Our client has built and published award-winning research on the frontier of AI. They have built and worked on deep learning, reinforcement learning, multi-agent systems, economics, robotics, automated experiment design, program synthesis, formal verification, and more. Their mission is to build intelligence to co-invent the future. They envision a future where people and powerful AI agents interact and collaborate in unseen ways to create and discover. To achieve this, they build AI that plans, abstracts, verifies, and discovers new skills and knowledge. They are backed by top-tier investors and partners including Eric Schmidt (former CEO of Google and former Executive Chairman of Alphabet), Caltech, Jeff Dean (Chief Scientist, Google DeepMind and Google Research), and JP Millon.
Key Responsibilities
Be a key team member that will help set the course, take ownership, and execute rapidly.
Design, train, and evaluate hybrid AI systems that perform well at scale and make optimal trade-offs.
Build data processing pipelines
Implement machine learning models
Run machine learning workloads at scale using distributed computing
Define and apply simple design principles that scale (Occam's Razor)
Solve min-max problems: how can we do more with less?
Accelerate our work by removing operational and tooling bottlenecks.
Skills, Knowledge and Expertise
You enjoy and are energized by solving challenging and meaningful real-world problems.
You have a track record in a technical domain, e.g., machine learning, computer science, physics, math.
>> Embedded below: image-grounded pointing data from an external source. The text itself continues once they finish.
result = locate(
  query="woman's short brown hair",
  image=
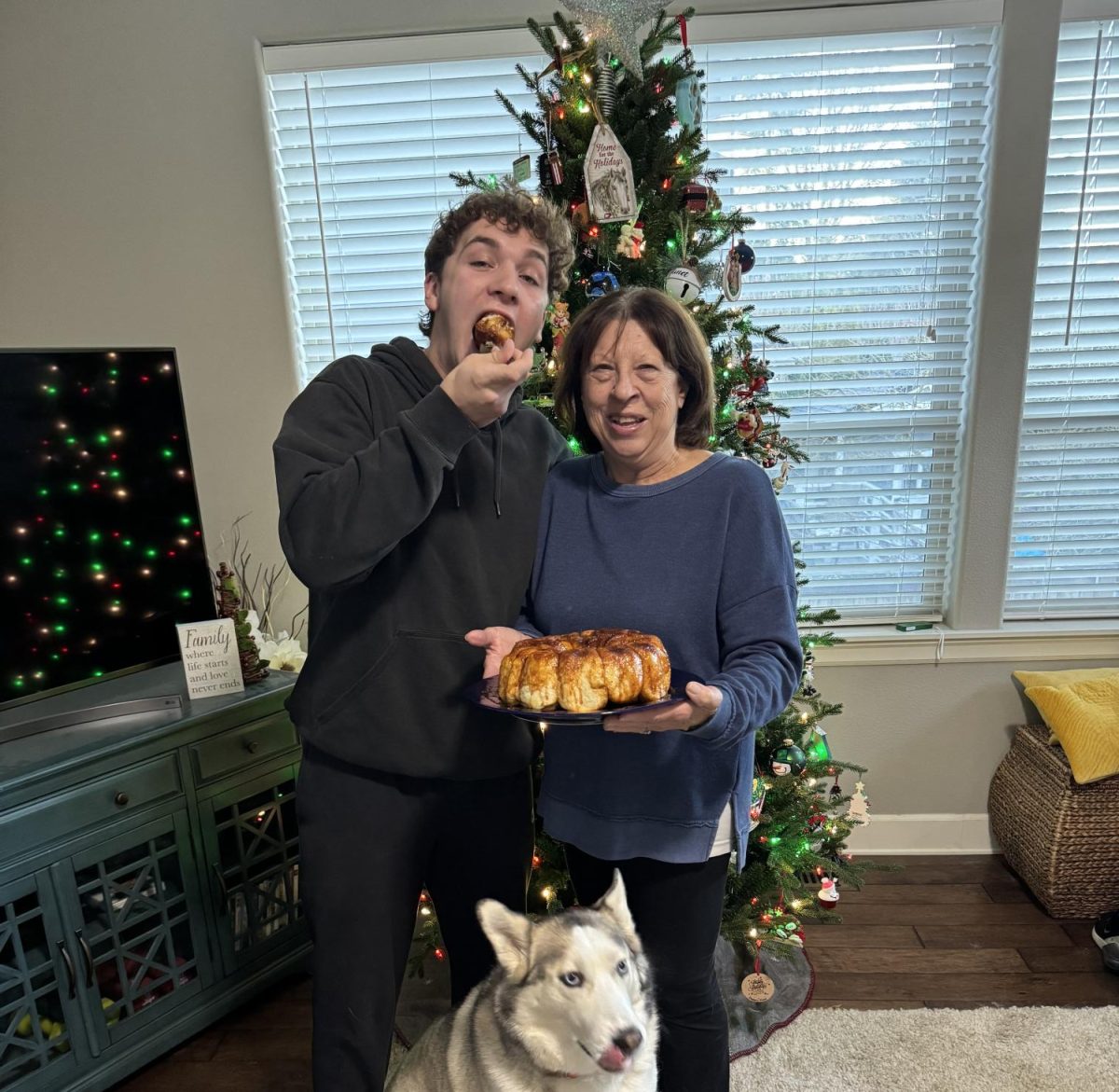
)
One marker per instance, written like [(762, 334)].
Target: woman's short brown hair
[(678, 339), (515, 208)]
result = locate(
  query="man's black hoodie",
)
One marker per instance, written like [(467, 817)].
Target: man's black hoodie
[(409, 526)]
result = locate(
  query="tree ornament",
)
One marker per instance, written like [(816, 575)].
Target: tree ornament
[(788, 759), (749, 423), (559, 320), (605, 85), (609, 178), (600, 283), (818, 749), (555, 167), (828, 895), (732, 276), (758, 988), (631, 241), (688, 103), (745, 256), (683, 283), (756, 801), (228, 605), (521, 168), (697, 198), (615, 23), (857, 812)]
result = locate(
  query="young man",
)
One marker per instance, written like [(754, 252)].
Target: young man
[(409, 485)]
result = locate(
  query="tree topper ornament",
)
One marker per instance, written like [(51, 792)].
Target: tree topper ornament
[(615, 23)]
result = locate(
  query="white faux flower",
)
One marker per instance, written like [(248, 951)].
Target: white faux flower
[(284, 654)]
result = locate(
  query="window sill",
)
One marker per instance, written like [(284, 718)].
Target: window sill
[(1017, 643)]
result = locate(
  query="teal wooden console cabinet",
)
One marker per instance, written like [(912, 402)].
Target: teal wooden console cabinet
[(149, 875)]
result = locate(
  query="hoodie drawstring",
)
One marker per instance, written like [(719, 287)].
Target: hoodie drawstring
[(497, 466)]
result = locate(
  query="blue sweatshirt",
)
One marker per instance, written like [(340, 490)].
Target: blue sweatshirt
[(704, 561)]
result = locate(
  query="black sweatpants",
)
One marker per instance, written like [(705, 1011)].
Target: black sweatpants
[(676, 910), (368, 844)]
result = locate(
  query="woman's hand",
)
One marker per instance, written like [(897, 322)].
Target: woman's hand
[(703, 700), (498, 642)]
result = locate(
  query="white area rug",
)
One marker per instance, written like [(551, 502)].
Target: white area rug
[(984, 1050)]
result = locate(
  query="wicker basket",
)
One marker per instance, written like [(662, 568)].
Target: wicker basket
[(1060, 837)]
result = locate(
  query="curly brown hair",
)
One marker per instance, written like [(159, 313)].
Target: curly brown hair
[(514, 208), (678, 339)]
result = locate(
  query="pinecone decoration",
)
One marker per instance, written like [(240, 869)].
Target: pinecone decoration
[(228, 605)]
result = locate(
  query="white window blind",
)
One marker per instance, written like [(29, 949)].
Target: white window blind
[(363, 159), (861, 159), (1064, 549)]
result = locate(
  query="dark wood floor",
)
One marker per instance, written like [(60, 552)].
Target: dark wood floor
[(945, 931)]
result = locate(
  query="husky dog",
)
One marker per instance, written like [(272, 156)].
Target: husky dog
[(569, 1008)]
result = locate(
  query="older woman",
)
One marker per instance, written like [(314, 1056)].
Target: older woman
[(654, 532)]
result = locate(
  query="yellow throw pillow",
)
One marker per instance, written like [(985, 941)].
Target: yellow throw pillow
[(1084, 717), (1064, 678)]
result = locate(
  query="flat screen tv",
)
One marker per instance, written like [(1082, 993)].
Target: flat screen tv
[(101, 544)]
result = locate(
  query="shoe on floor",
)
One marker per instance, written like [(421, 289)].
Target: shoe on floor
[(1106, 934), (1106, 929)]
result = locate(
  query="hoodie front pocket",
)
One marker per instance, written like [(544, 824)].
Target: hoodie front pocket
[(422, 671)]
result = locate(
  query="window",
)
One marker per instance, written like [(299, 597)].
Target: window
[(861, 158), (1066, 526), (363, 159)]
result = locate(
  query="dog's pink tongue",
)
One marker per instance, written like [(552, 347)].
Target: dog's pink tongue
[(613, 1059)]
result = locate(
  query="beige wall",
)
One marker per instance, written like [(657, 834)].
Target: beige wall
[(135, 208)]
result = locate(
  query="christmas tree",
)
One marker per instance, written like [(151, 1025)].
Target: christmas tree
[(646, 212)]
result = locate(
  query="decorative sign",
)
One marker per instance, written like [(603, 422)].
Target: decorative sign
[(609, 178), (210, 658)]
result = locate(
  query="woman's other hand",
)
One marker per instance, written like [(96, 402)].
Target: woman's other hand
[(703, 700), (498, 642)]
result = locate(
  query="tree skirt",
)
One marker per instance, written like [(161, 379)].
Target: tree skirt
[(426, 997)]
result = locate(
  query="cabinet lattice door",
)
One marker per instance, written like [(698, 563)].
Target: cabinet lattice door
[(138, 924), (36, 1025), (256, 865)]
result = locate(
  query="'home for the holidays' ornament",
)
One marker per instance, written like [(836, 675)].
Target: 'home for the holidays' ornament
[(758, 988), (609, 178)]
You have developed and implemented machine learning algorithms, models, and tools.
You have strong programming (Python, C++) and math abilities.
You have clear verbal and written communication skills
You have strong conceptual and structured thinking.
You are willing and able to learn quickly.
You have team spirit.
You can independently structure, plan, prioritize, and get things done.
You have a drive for excellence, a sense of urgency, and bias to action.
Open-source projects, published research papers, or other examples of experience in using machine learning.
Experience with applying deep learning, reinforcement learning, unsupervised learning, and other techniques to large-scale problems.
Experience with distributed computing and handling large datasets.
Benefits
Competitive salary
Stock options
100% covered premium health, dental, and vision insurance.